Drs. Tuttle and Whitaker plan to make the film festival biennial to complement the existing Latinx and Italian Film Festivals offered by the Department of Romance and Classical Studies.
The theme for the 2023 festival is AMOUR/LOVE with each film exploring a different aspect of love: romantic, artistic, spiritual, sensual, and forbidden. The films that will be shown include:
- A Summer’s Tale (Un conte d’été) (1996) — In a seaside resort in Dinard on the coast of Brittany, amateur musician Gaspard (Melvil Poupaud) meets three women (Amanda Langlet, Gwenaëlle Simon, and Aurelia Nolin) who offer the possibility of romance, but Gaspard’s inability to commit to just one puts all of them in jeopardy.
- Benedetta (2021) — In the late 17th century, with plague ravaging the land, Benedetta Carlini joins the convent in Pescia, Tuscany, as a novice. Capable from an early age of performing miracles, Benedetta’s impact on life in the community is immediate and momentous.

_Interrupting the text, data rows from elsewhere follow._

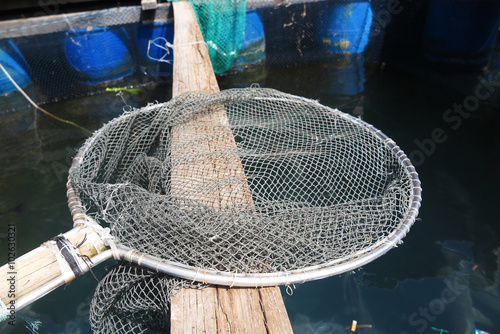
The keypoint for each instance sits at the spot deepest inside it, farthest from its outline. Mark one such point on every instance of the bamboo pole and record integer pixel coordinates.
(213, 309)
(39, 269)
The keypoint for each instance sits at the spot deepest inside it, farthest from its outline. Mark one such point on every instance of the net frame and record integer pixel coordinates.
(314, 272)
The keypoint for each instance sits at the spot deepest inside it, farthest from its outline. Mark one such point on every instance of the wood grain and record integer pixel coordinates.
(216, 182)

- Bergman Island (2021) — A couple of American filmmakers, Chris (Vicky Krieps) and Tony (Tim Roth) retreat to the mythical Fårö island for the summer. In this wild, breathtaking landscape where Ingmar Bergman lived and shot his most celebrated pieces, they hope to find inspiration for their upcoming films.
- Last Year at Marienbad (L’annee dernière à Marienbad) (1961) — Through ambiguous flashbacks and disorientating shifts of time and location, this film explores the relationships among the characters in Kafkaesque fashion.

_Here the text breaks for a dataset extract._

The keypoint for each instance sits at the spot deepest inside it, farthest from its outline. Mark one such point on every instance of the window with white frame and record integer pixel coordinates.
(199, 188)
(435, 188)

- A Tale of Love and Desire (Une histoire d’amour et du désir) (2021) — While discovering a collection of sensual and erotic Arab literature he never imagined existed, Ahmed falls head over heels in love with Farah, and although literally overwhelmed with desire, he will try to resist.
- The Story of a Three-Day Pass (La permission) (1967) — Channeling the brash exuberance of the French New Wave, Director Melvin Van Peebles creates an exploration of the psychology of an interracial relationship as well as a commentary on France’s contradictory attitudes about race that laid the foundation for the scorched-earth cinematic revolution he would unleash just a few years later with Sweet Sweetback’s Baadasssss Song.
Albertine Cinémathèque is a program of FACE Foundation and Villa Albertine, which aim to promote French-American cultural exchange in education and the arts. The Albertine Cinémathèque Festival Grant supports French film festivals on college campuses as part of a larger project championing French cinema.
MSU’s Albertine Cinémathèque French Film Festival also is supported by the Centre National du Cinema (CNC) and Fonds Culturel Franco-Americain (SACEM) and co-sponsored by the Department of Romance and Classical Studies; the College of Arts & Letters; MSU Libraries; the Center for European, Russian, and Eurasian Studies; and Film Studies at Michigan State University.